Overview
There are different ways to deploy the models as an API - depending on the framework / type of model.
Model Deployment Options
TrueFoundry doesn’t provide any client side framework for model deployment. We believe there are a lot of great open-source frameworks to build inference services and we don’t want to build yet another one. This also helps avoid any vendor lock-in with TrueFoundry since you don’t need to change your code to deploy models on TrueFoundry or migrate to another platform.
TrueFoundry supports deploying models from different frameworks. You can deploy models from HuggingFace, or any custom models that you have logged in the TrueFoundry model registry or your own custom inference code in any of the frameworks. All model API deployments in TrueFoundry are abstractions on top of the Service Deployment feature. That’s why its highly recommended to get familiar with service deployment first.
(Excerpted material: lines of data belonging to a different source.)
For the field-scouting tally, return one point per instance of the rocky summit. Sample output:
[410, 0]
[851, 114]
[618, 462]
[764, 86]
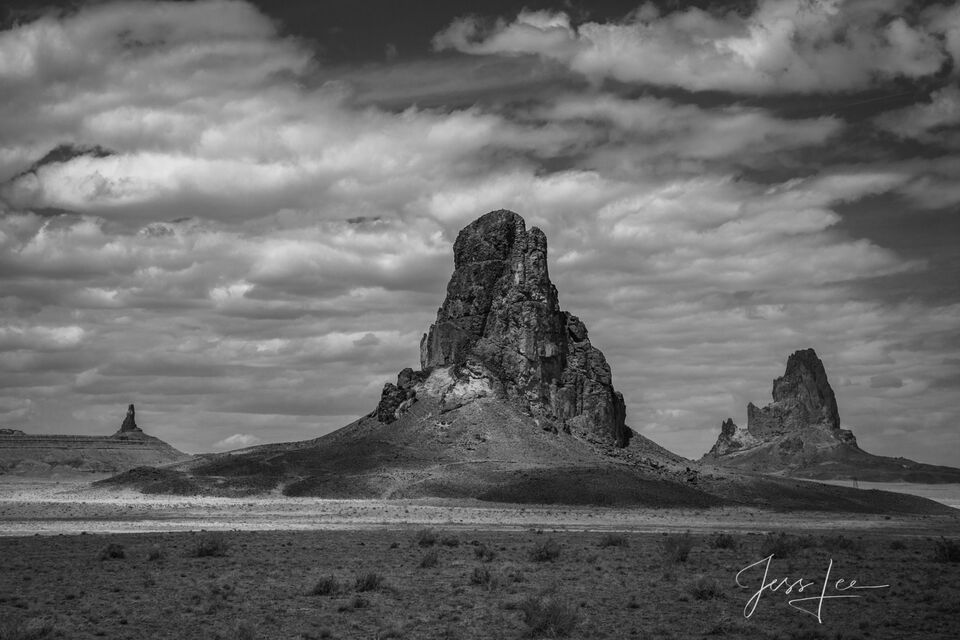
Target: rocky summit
[44, 455]
[501, 320]
[799, 434]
Bring your own inference code and model in any framework
TrueFoundry can deploy model inference code in any framework that you are using. Here are a few examples of deploying models in most commonly used frameworks and model servers:
HuggingFace
Deploy Transformers / Diffusers models with vLLM, SGLang, Nvidia Triton, etc.
Scikit Learn & XGBoost
Deploy Scikit Learn and XGBoost models with FastAPI or Nvidia PyTriton.
FastAPI
Most flexible option that can wrap any inference code.
LitServe
Wrap any model with LitServe with optional features like dynamic batching and advanced features.
AWS Multi Model Server
Deploy models with AWS Multi Model Server.
TorchServe
Deploy Pytorch models with TorchServe.
TensorFlow Serve
Deploy TensorFlow models with TensorFlow Serve.
Mlflow Serve
Deploy Mlflow models with Mlflow Serve.